Yes, it comes down to that, a single API call to OpenAI. (Well, at least while we don't have a solid open-source alternative). Given a large enough prompt, these models can take quite a while to return a result. There's nothing worse than making a user wait for 20-30 seconds before showing some action on the screen - especially when that request ends up failing sometimes. After some days of frustration, a co-worker sent me this link.

Instead of waiting for the whole completion to be finished, consider streaming the response. In short, it allows you to start receiving completion tokens as soon as they're generated. Together with FastAPI's excellent implementation of StreamingResponse, it allows you to show the completion happening in real-time to users. This pattern is widely used by implementations such as Notion's. Now that all we have is an API, customer experience is even more differentiating.

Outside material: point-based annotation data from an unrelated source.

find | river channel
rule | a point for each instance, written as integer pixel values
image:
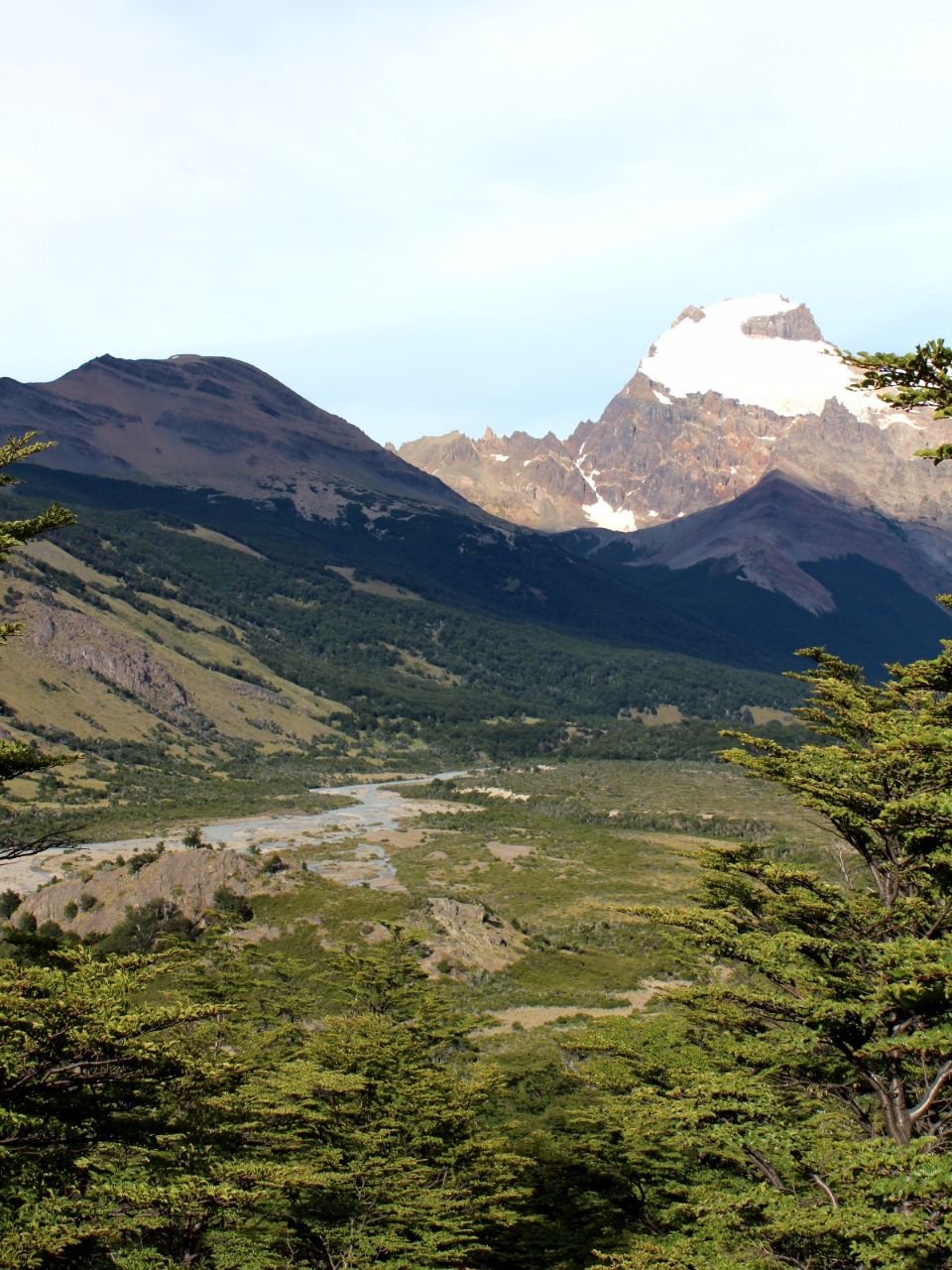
(379, 808)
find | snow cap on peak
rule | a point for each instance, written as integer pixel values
(762, 350)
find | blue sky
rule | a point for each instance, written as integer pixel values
(429, 216)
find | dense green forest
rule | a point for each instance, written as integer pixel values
(175, 1093)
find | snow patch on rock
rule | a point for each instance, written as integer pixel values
(787, 376)
(606, 517)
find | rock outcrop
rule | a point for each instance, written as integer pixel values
(729, 395)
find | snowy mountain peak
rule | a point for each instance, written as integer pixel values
(763, 350)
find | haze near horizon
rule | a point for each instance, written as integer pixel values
(429, 217)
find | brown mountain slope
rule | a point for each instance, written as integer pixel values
(209, 422)
(780, 525)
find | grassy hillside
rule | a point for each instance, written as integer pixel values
(169, 649)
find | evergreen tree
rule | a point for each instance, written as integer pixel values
(119, 1130)
(918, 379)
(377, 1127)
(794, 1106)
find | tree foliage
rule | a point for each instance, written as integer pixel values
(794, 1107)
(919, 379)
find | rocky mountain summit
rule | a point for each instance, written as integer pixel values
(730, 393)
(734, 393)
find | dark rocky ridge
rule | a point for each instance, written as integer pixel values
(208, 422)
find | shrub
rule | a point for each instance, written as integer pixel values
(9, 902)
(230, 905)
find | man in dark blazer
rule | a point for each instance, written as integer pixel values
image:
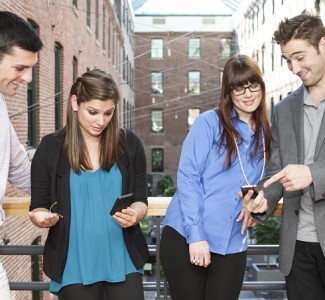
(296, 170)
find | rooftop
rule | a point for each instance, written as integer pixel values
(185, 7)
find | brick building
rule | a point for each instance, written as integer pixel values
(179, 58)
(77, 36)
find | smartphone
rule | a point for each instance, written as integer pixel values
(246, 188)
(122, 202)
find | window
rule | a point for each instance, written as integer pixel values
(225, 48)
(156, 83)
(104, 27)
(58, 85)
(194, 82)
(194, 48)
(88, 13)
(74, 69)
(157, 122)
(32, 91)
(193, 113)
(157, 160)
(157, 48)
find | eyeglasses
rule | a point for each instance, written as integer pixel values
(50, 210)
(241, 90)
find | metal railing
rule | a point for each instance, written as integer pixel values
(157, 209)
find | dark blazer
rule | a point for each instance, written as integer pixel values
(50, 183)
(287, 147)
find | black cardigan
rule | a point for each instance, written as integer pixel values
(50, 183)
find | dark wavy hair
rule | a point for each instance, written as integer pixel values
(238, 71)
(16, 32)
(304, 26)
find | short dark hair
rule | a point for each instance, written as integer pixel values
(304, 26)
(16, 32)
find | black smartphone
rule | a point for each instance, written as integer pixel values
(246, 188)
(122, 202)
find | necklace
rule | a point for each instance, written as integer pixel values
(241, 163)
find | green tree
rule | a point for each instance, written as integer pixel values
(267, 234)
(165, 183)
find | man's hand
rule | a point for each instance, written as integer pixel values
(43, 218)
(292, 177)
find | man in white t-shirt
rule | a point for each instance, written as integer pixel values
(19, 47)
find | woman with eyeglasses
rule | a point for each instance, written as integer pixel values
(204, 240)
(77, 174)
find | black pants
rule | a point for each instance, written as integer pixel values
(130, 289)
(222, 280)
(306, 279)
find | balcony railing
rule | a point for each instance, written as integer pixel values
(18, 206)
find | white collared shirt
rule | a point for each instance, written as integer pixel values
(14, 162)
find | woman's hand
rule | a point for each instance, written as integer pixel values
(43, 218)
(132, 215)
(257, 205)
(248, 220)
(200, 254)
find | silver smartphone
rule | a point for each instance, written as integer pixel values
(246, 188)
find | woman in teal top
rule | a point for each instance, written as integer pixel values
(77, 174)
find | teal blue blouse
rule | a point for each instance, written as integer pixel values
(97, 251)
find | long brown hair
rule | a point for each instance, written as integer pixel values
(94, 84)
(239, 71)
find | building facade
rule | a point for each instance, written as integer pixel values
(254, 24)
(77, 36)
(179, 60)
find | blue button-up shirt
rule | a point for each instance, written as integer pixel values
(206, 203)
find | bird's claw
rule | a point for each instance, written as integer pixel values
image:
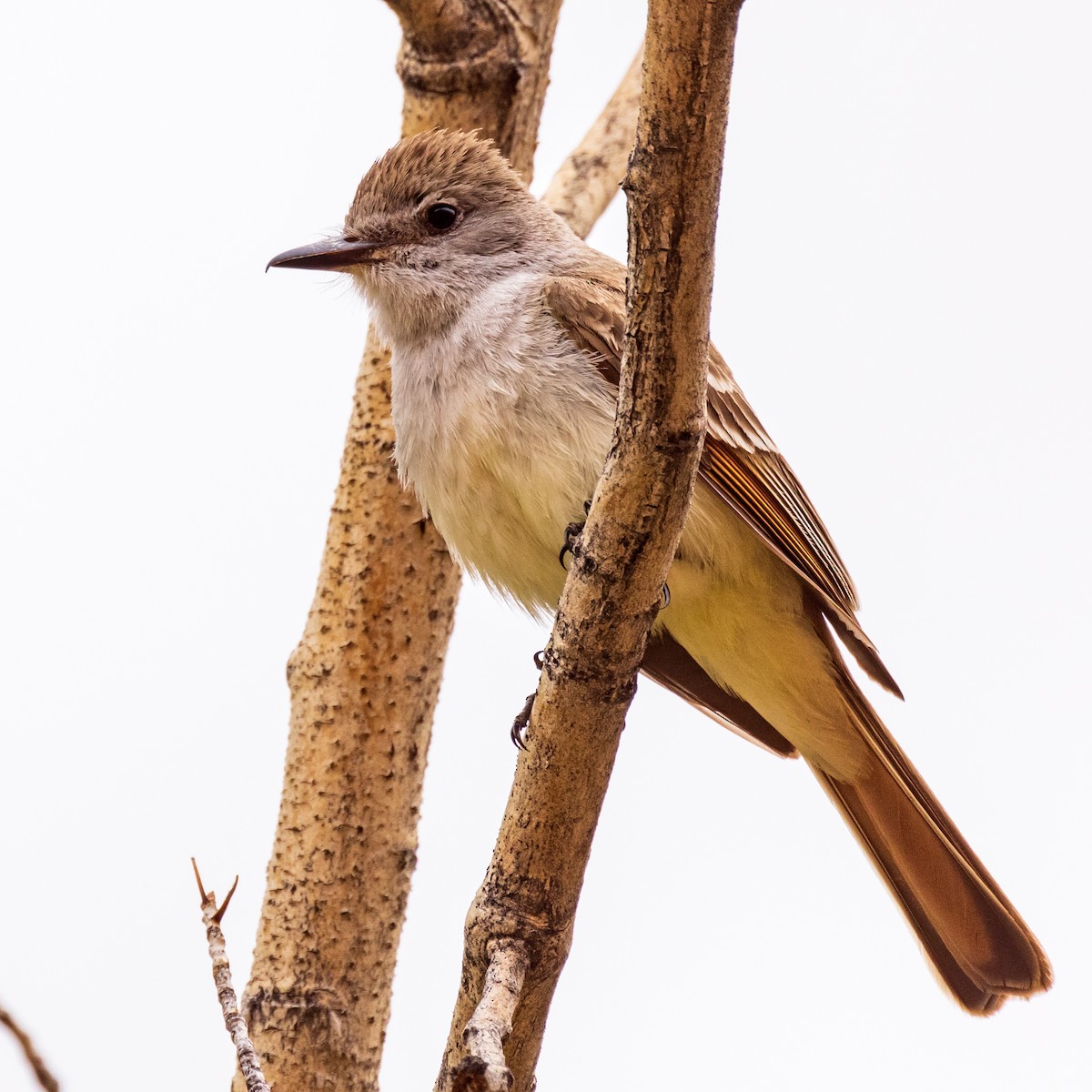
(521, 723)
(572, 532)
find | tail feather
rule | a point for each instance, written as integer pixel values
(978, 945)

Prompt engineering is hard

We have prompt engineers now. No wonder. I prefer the term prompt artists. As soon as we had to put a system in place we struggled. We are used to fancy tools to track every parameter of an experiment. Now that we're designing prompts for a stochastic system the game has changed. How can know the impact of every little change in the prompt? How can I know how one instruction affects another instruction? What really defines a good prompt? You see where I'm getting at. For now, it's an art - more than engineering.

Very soon, our prompt was a list of 10-15 instructions giving very specific directions on what we needed to generate. To battle this, we created a set of scripts that would allow us to quickly compare the impact of small changes in the prompt. This is a costly exercise - given a stochastic system - since we have to call a paid API 2/3x to compare the effect of prompt changes. This allowed us to at least get a decent direction on how good the prompt is. Still, I feel like prompt engineering is still a lot of shooting in the dark.

Conclusion: Not the hammer you were looking for

LLMs are incredibly powerful tools. From generating text to now even supporting images - it's hard to tell where the field will lead us. For creative and generative tasks they shine like nothing before in our field. Being able to have access to such a powerful system will be groundbreaking in a lot of fields of machine learning. But with great power comes great responsibility - or baggage.

Putting an LLM into production is a challenging problem with a lot of unknowns. From depending on a simple API call, to not being able to reproduce results - it can get complicated.

If the task is simple enough (e.g., classification) it's still hard to justify a more expensive, less explainable, and albeit slower system than traditional methods. I don't think this is the hammer for all our problems. At least not yet.